Implementation Process
Running Supervised Fine-Tuning (SFT)
To align the model with preference data, begin with SFT:
For instance, running SFT on the Pythia 6.9B model with Anthropic-HH data involves:
python -u train.py model=pythia69 datasets=[hh] loss=sft exp_name=anthropic_dpo_pythia69 gradient_accumulation_steps=2 batch_size=64 eval_batch_size=32 trainer=FSDPTrainer sample_during_eval=false
Running Direct Preference Optimization (DPO)
Building on the SFT model, initiate DPO by incorporating:
loss=dpo
loss.beta=DESIRED_BETA
(where typical values range from 0.1 to 0.5)
For example, to execute DPO on the Pythia 6.9B model, you would use:
python -u train.py model=pythia69 datasets=[hh] loss=dpo loss.beta=0.1 model.archive=/path/to/checkpoint/from/sft/step-XXXX/policy.pt exp_name=anthropic_dpo_pythia69 gradient_accumulation_steps=2 batch_size=32 eval_batch_size=32 trainer=FSDPTrainer sample_during_eval=false
Trainer Options
- BasicTrainer: Partitions models across multiple GPUs without significant speedup but increases memory availability.

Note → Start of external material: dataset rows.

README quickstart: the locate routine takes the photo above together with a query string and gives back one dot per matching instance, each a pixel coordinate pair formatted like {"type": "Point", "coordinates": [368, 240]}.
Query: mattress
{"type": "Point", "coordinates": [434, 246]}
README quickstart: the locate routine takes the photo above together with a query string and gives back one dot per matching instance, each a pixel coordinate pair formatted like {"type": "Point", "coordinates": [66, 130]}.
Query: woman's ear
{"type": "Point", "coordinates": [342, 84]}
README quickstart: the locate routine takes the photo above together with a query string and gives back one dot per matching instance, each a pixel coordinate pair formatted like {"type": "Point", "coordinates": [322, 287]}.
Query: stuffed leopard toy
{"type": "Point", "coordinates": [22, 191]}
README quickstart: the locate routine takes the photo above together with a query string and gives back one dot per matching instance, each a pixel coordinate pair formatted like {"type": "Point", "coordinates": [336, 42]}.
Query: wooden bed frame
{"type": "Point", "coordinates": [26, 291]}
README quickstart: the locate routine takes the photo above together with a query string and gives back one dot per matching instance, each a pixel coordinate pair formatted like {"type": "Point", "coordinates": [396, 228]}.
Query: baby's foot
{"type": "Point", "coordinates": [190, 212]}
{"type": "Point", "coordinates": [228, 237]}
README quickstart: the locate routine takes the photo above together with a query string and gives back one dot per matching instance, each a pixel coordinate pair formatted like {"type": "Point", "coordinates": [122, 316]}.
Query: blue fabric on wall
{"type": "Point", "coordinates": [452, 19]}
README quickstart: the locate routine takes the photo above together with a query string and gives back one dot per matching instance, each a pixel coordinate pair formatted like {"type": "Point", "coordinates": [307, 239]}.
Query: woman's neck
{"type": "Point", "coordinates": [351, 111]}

- FSDPTrainer: Integrates PyTorch's Fully Sharded Data Parallel for more efficient use of GPU resources, advantageous in multi-GPU settings.
- TensorParallelTrainer: Experimental option using PyTorch tensor parallelism for sharding on GPUs.
Adding New Datasets
Adding custom datasets requires minimal effort. You need to adjust preference_datasets.py
to accommodate new datasets by establishing a dictionary structure that maps prompts to responses and prefers response pairings.
Tips for Optimized Training
Leveraging multiple GPUs with FSDP can accelerate training significantly. Users are encouraged to opt for batch sizes that maximize GPU utilization and consider mixed precision and activation checkpointing strategies to enhance efficiency.
Citing DPO
The repository and the research can be cited in academic work using a specified BibTeX entry, ensuring proper acknowledgment of the DPO methodology and contributions.
For researchers and developers aiming to incorporate preference optimization in language model training, the DPO repository offers robust tools and documented pathways to tailor the training process to diverse datasets and computational environments.